Nancy Naples couldn't help noticing Tuesday that "this is where it all began," the Rath Building plaza where she announced her candidacy for comptroller almost 12 years ago.
That's where a cautiously optimistic Tom Reynolds, then chairman of the Erie County Republican Party, introduced a nervous and unknown Wall Streeter as his candidate to succeed the legendary Alfreda Slominski. Naples won, became a power in her own right and ran the GOP's grip on the comptroller's office to its current 30-year mark.

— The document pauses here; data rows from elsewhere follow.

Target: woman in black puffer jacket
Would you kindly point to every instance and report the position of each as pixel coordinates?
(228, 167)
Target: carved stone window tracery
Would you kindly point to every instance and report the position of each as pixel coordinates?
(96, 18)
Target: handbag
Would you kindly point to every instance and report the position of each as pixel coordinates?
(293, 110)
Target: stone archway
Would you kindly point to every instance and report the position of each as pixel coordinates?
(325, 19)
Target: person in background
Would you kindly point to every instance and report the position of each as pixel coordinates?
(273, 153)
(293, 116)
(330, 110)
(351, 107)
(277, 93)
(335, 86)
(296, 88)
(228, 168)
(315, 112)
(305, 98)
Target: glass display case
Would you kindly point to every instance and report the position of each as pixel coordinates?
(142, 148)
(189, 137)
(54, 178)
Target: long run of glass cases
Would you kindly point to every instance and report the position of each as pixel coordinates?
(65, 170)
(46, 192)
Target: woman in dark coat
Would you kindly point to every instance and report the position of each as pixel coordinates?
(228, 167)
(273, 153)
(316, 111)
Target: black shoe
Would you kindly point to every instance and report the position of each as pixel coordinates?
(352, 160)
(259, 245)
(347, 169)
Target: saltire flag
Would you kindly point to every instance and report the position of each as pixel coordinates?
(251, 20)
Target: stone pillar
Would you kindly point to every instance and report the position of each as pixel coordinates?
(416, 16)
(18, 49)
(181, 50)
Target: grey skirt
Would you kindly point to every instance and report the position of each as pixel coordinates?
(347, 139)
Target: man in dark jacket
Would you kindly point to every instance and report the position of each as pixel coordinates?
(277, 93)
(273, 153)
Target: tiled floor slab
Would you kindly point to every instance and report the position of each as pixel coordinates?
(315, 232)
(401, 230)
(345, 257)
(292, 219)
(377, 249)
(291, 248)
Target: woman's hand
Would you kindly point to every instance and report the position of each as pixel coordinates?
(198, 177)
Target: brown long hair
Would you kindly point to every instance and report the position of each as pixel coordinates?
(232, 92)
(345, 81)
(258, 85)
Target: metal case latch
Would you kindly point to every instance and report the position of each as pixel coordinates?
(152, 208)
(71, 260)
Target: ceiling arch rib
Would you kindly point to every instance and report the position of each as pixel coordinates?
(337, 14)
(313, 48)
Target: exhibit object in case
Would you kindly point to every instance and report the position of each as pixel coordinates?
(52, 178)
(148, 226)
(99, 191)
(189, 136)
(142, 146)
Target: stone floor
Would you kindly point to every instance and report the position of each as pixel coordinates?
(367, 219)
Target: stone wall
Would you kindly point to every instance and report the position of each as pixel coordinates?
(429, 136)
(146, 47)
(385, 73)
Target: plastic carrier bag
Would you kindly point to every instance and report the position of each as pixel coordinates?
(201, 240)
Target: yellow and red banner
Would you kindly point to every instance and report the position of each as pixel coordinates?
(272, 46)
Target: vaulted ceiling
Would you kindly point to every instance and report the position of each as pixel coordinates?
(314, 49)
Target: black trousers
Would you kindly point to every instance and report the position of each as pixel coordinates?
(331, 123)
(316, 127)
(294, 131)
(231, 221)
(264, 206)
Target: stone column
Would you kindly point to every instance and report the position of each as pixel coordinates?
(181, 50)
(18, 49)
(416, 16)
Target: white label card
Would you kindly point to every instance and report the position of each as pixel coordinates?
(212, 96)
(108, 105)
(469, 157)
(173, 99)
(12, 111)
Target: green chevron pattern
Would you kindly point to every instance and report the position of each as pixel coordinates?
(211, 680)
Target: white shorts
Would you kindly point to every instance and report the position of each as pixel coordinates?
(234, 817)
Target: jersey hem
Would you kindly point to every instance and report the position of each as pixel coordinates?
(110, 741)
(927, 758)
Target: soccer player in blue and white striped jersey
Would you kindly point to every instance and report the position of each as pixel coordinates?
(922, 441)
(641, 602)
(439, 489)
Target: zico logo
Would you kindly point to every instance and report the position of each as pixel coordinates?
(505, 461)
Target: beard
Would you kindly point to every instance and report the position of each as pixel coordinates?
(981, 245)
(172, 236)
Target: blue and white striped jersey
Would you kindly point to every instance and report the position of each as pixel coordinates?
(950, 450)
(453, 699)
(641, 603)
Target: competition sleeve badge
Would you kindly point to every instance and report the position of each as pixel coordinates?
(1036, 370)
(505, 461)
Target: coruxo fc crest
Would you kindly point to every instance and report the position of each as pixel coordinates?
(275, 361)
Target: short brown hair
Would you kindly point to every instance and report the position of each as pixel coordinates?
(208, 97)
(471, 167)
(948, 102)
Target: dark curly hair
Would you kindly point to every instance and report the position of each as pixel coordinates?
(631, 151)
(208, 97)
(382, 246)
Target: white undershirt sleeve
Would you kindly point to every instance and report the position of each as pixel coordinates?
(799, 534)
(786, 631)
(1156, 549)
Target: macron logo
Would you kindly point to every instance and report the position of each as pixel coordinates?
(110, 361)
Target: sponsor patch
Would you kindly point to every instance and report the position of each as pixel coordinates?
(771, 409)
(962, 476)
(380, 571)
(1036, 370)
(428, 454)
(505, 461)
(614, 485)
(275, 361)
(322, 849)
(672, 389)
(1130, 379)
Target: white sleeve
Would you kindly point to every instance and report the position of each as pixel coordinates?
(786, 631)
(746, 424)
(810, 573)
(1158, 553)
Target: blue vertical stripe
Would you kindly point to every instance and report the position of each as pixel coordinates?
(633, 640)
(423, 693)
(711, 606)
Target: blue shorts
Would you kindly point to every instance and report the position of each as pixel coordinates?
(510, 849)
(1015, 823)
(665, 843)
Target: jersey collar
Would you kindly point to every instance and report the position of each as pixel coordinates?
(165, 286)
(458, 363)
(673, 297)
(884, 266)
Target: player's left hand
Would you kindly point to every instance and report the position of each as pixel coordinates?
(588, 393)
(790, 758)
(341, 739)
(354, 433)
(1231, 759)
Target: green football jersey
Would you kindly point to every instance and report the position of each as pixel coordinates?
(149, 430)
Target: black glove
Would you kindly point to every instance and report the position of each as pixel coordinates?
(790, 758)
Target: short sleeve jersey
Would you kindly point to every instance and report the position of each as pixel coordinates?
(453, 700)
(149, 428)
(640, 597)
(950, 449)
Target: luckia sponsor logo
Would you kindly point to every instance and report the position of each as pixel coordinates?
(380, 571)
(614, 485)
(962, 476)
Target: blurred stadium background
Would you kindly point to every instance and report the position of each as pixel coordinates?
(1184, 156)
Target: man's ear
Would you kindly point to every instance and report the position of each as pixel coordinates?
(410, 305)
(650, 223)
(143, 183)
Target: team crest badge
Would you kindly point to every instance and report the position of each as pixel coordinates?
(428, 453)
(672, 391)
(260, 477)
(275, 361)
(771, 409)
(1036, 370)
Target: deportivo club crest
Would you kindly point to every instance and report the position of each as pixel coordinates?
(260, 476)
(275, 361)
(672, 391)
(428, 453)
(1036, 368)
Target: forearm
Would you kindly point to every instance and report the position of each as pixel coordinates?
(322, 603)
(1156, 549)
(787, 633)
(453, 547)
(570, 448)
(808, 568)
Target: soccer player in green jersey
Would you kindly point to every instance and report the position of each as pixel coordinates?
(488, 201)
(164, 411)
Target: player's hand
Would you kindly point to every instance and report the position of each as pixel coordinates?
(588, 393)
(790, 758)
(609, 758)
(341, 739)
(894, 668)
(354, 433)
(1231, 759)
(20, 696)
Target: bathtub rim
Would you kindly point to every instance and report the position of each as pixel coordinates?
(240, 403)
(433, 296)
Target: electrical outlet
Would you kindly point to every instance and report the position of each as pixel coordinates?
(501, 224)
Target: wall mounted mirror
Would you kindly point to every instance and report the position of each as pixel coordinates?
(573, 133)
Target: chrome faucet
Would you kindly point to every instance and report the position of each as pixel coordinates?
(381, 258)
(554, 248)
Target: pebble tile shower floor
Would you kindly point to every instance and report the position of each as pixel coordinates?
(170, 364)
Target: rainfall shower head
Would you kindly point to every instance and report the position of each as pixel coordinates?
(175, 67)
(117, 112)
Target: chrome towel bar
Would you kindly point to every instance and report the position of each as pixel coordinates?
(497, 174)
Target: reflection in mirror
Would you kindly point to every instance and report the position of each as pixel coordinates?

This time, however, Naples returned to the Rath Building plaza to announce her retirement from politics. She seemed defiant, listing a host of accomplishments that saved the county millions of dollars during her tenure. At the same time, she appeared weary of the cutthroat politics consuming Erie County over the past few months. She called for a return of "civility" to the process.
Only a few months after losing a congressional bid by the slimmest of margins -- 2,800 votes in a district with 70,000 more Democrats than Republicans -- this extremely successful politician seemed relieved to be exiting the local political scene.
You might say Naples symbolizes Erie County politics right now. She demonstrated that a Republican can prove viable in overwhelmingly Democratic Erie County -- if the Republican carries credentials and can do the job.
But she also sums up Erie County voters' frustration with green budgets, red budgets, park closings and layoffs. When Legislators Al DeBenedetti and George Holt, as well as Budget Director Joe Passafiume, all experienced tax problems in the midst of the fiscal crisis, voters seemed fed up when The Buffalo News revealed that Naples -- the comptroller, of all people -- also was late in paying her taxes.
"That's what was most devastating," said one Republican ally. "She was still supposed to be a cut above."
Naples' departure also sums up the state of the Erie County Republican Party. Her constant clashes with a fellow Republican, County Executive Joel Giambra, contributed to her departure. Giambra's refusal to support Naples during most of her congressional campaign is still not forgiven by many Republicans here and across the state. The result is an intra-party mess.
While Democrats smell blood, the GOP is scrambling. Republican Chairman Bob Davis says he will form a search committee to find a private-sector type backed by the same kind of sparkling resume Naples brought in 1993. Translation: "We don't have a comptroller candidate."
Maybe that's why Davis and much of his crew are looking forward to Saturday's confab at the City Campus of Erie Community College. He plans a "Governing Principles Convention" that will chart a course for the party in the years ahead.
"This is not a public relations piece," Davis said. "This is very serious in terms of defining the message of the Republican Party and what the Republican Party intends to do to move this community forward."
Translation again: what the party must do to rebound from its split with Giambra.
With Giambra all but divorced from the GOP and with Naples leaving the scene, Davis realizes the party is at a crossroads. If it is to continue the successes it has noted over the years, it has to find a new way.
Some say that means running real Republicans instead of recycled Democrats. Others are already gunning for Davis, blaming him for absorbing Giambra into the fold.
But with area voters in their most ornery mood in generations, Davis knows the party must act. And that means one more translation: He must do something to maintain the GOP's viability in Democratic Erie County, as well as his own survival.